Internet Standards and Age Verification Architecture

This is a working Internet-Draft submitted to the Internet Engineering Task Force (IETF), the body responsible for developing the open standards that the internet runs on. Before a draft becomes a standard, it is published for review and comment by the wider technical and policy community. This draft is at that stage now.

It is authored by Mallory Knodel of the Social Web Foundation, Gianpaolo Angelo Scalone of Vodafone Group, Tom Newton of Qoria, and Audrey Hingle of Exchange Point, bringing together expertise across civil society, telecommunications, child safety technology, and internet infrastructure.

If you are working on age assurance policy, regulation, or implementation, this draft describes the technical landscape in terms that policy discussions can engage with directly. It sets out a solution-agnostic and technology-neutral framework for how various intermediaries can gate content and services based on age, analyses the effectiveness of each approach, and covers privacy, security and human rights considerations that any system will need to address.

Many age verification methods conflict with data protection principles and pose serious safety, security, and privacy risks. Requiring all users on all platforms to submit verifiable credentials can create large, sensitive data stores in centralised intermediaries that are vulnerable to breaches, fraud, or misuse. Once compromised, this information is difficult if not impossible to secure again.

Reducing harm to children on the internet requires an incremental, all-hands approach and cannot be solved by age verification alone. A more resilient approach relies on a plurality of mechanisms operating at different layers of the internet architecture, each limited in scope and aligned with privacy-by-design principles.

Not all platforms are the same

Age-assurance mechanisms cannot be applied uniformly across the internet because different platforms have different relationships with their users, with personal data, and with the law.

Core internet infrastructure should remain neutral. Asking networks to make decisions about individual users introduces censorship risks. Government services, by contrast, are already identity-bound by law and can treat age as part of an existing verified identity framework.

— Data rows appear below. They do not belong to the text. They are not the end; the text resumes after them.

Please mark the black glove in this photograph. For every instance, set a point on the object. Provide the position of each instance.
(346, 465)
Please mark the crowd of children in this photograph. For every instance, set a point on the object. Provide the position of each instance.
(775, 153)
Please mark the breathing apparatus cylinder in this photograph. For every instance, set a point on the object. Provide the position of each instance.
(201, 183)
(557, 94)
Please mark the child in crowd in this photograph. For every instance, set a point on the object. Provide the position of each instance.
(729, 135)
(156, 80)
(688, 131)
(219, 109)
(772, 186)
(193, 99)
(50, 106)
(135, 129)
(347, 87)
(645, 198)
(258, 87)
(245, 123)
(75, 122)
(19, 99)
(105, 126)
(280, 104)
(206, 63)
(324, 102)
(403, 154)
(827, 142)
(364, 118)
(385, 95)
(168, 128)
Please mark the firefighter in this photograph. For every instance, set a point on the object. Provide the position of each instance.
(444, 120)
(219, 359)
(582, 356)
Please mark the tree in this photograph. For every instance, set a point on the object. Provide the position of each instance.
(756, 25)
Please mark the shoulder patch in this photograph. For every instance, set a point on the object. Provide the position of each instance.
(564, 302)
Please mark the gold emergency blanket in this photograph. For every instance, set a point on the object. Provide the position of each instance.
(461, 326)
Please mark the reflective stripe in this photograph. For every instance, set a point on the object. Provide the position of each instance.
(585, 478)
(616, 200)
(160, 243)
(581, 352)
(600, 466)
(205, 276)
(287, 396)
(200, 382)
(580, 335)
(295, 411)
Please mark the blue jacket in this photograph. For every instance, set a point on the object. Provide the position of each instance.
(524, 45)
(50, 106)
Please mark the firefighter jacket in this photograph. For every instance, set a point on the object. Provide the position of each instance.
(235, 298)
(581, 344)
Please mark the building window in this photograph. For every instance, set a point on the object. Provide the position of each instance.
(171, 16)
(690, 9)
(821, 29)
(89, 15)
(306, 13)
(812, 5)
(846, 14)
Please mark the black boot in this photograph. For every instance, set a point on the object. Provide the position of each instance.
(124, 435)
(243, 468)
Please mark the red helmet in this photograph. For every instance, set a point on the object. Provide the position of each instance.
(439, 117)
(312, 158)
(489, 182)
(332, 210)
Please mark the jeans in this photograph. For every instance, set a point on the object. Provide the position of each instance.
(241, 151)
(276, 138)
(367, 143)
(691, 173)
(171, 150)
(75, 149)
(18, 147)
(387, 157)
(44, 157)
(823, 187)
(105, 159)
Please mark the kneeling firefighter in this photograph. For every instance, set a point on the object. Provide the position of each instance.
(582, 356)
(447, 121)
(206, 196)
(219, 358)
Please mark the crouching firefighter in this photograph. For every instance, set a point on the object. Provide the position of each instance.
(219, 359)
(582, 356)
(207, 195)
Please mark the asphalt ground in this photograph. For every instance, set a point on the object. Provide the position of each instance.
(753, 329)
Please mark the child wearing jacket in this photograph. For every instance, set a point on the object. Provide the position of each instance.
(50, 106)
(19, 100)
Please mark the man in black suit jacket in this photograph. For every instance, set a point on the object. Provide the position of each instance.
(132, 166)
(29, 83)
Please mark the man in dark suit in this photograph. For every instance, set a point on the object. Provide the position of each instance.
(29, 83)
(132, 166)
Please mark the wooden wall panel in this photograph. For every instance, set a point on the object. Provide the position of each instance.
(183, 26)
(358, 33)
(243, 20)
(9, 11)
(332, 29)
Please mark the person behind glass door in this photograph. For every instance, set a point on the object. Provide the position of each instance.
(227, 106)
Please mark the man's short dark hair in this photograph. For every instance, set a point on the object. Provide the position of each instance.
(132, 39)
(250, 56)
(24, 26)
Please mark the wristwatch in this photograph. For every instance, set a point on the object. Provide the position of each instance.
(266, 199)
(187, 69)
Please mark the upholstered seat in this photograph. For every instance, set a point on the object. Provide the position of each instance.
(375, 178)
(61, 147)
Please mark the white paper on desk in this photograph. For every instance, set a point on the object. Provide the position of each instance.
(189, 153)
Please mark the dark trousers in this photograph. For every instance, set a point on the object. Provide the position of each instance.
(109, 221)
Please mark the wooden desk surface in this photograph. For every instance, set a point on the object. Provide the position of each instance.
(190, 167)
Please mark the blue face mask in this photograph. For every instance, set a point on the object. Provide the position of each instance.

Essential services such as banking, healthcare, and education must stay broadly accessible, so the bar for age assurance here should be low.

General-use platforms are the most contested area. Social media, messaging, gaming, and app stores mix adult and minor audiences at scale across many jurisdictions. Each has its own enforcement logic: a messaging platform cannot inspect private content, so it relies on account or device-level signals; a gaming platform can use guardian consent and payment signals; an app store can enforce consistent age labels that flow through to the apps it distributes.

What counts as adult content also varies by jurisdiction. Material classified as restricted in one country may be considered normal commercial or artistic content in another. Any system has to account for this rather than impose a single global classification.